The gimmicks nearly outnumbered the spectators, but the do-gooders who organized Thursday’s “goodbye party” for the Sonics were optimistic that they got their message through.
Two dozen people showed up for the half-hour noontime event outside City Hall meant to discourage Seattle politicians from meeting demands from the owners of the NBA Sonics and WNBA Storm for a massive renovation of the city-owned KeyArena. The crowd seemed smaller while dwarfed by City Hall on the large Fourth Avenue Plaza.
“We were hoping for more support,” said Tim Harris, director of the homeless advocacy newspaper Real Change. But he said the turnout did match the goal of emulating a goodbye office party “for someone you don’t really give a crap about.”
The city faces more important demands — from the homeless to deteriorating bridges — than public financing of sports arenas for private teams, participants said.
“This was a very hard decision for us,” Harris told the tiny crowd of “bleeding heart Seattleites” in an ironic speech contrasting the needs of the poor and homeless to that of professional athletes, or the “plight of the freakishly tall.”
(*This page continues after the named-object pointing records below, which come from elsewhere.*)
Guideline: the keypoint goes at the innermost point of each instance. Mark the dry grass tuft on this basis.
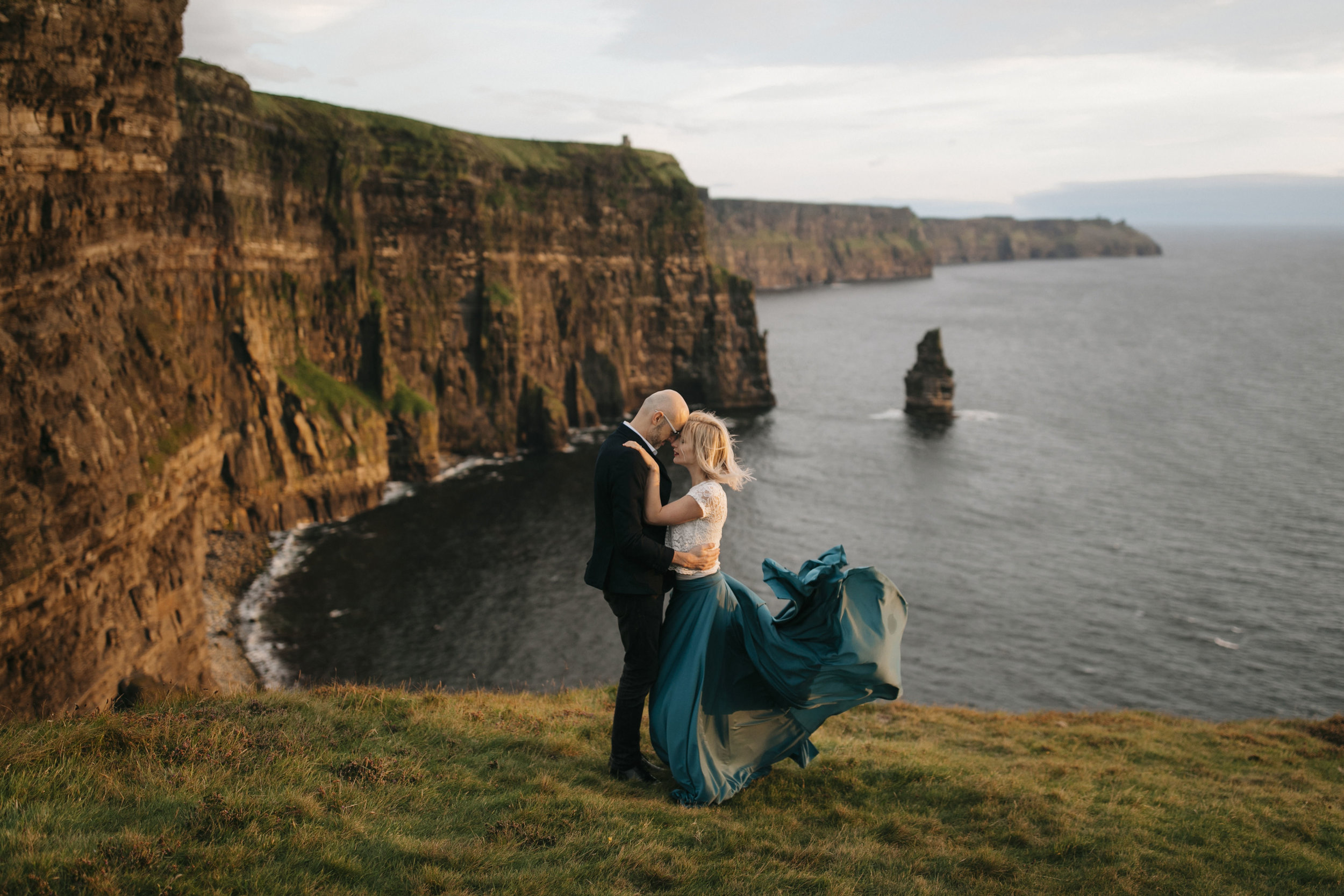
(358, 790)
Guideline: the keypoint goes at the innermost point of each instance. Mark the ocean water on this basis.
(1140, 504)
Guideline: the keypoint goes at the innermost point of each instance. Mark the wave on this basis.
(260, 644)
(969, 417)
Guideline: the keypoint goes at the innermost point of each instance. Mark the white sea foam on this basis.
(259, 642)
(466, 467)
(394, 492)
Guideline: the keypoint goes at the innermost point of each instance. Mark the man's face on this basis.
(666, 431)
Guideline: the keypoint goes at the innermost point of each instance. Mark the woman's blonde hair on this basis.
(711, 447)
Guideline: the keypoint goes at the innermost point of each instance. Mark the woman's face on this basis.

No policy-makers were there for the farcical trophies, the Wizard of Oz costumes, the giant goodbye card and the farewell cake finale. But more than a dozen reporters and photographers showed up for the “So Long Sonics” banners and props on an overcast, slow news day.
There will be no goodbye party for Scotty Pippen (well, not one I was invited to, anyway). The NY Post’s Andrew Marchand reports that ABC has pulled Mr. Migrane from their NBA studio show. Grant Hill filled in last weekend, but I understand that had the network’s first choice not been playoff-occupied, the assignment was drawn up for Toni Kukoc.